With 8k TVs shipping, should phone cams fill those pixels? Won’t be easy and there are lots of other problems with cams. Rolling shutter,motion blur, low light perf, lack of optical zoom and does the flash need to be just 2 dumb LEDs. Who knows, maybe InVisage is ready to amaze us check the 2 pics in their latest blog post.
Wif ad has potential for many new cool things. Maybe we see things like the Moto Atrix laptop dock but using wifi ad to connect so the phone stays in the pocket. Same for Asus Padfone like tablet “dock”. In TV you could do a very different take on the entire thing. Some in China are putting the SoC in the audio bar or just a TV box, to make upgrades easier and run just one cable to the TV (plus the power cable ofc). One could replace that cable with wifi ad. Then maybe sell a tablet like device running on the TV’s SoC (to reach a much lower price) and market it as an in home portable TV. The single TV box in the household could run all the TVs, big or portable. The so called portable TVs could also be used as a second screen and as remotes. Medium term you take over home automation with the TV box too and all types of computing and gaming. There, i just revolutionized TV (lol) and took over the entire home.

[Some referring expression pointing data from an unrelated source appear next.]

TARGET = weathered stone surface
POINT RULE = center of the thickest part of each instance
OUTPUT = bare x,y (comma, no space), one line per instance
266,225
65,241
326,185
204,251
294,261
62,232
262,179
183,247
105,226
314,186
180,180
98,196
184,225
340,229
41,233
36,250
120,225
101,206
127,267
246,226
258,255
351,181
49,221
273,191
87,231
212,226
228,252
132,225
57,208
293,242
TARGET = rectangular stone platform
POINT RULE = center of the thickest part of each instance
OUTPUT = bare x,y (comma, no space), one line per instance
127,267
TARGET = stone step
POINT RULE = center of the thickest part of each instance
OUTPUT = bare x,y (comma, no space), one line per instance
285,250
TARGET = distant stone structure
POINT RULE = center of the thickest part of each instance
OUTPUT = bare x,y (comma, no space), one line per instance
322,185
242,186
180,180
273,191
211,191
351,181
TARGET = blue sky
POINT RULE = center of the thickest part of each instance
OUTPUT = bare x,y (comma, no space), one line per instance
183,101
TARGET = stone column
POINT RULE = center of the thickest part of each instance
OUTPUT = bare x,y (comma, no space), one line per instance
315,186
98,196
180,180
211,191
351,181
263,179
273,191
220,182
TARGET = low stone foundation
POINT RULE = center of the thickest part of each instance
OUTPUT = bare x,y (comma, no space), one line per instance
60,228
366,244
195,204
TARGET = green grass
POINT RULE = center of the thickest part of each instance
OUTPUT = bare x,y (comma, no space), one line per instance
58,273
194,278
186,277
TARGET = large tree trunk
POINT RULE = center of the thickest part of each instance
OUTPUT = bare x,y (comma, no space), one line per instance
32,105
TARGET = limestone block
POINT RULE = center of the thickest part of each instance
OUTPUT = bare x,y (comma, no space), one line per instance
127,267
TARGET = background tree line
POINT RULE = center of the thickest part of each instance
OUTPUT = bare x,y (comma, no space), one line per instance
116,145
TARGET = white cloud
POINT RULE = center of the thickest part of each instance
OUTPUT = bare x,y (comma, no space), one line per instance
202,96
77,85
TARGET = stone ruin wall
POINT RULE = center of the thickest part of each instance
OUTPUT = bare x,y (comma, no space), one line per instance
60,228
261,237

Watches need Android Wear to be open source and available to small OEMs that would push prices bellow 100$. It’s a developing world, some corporations just keep forgetting that, people will never pay 200-300$ on a watch. they can’t they won’t and good for them , rational consumers are not a bad thing.
Maybe not this year but hopefully soon enough foldable screens with reasonable implementations and sane prices will make phones and tabs very exciting again , sure will hit the PC hard.
Sure, product design is something folks just can’t do for some reason i will never understand but ,as bad as that is, this year is plenty fun.
In the end , it’s not hard to take anything and make it significantly better but the system doesn’t work like that and device makers are afraid to take risks, very greedy and it all moves 3 times slower than it should. Regulators being toothless doesn’t help either.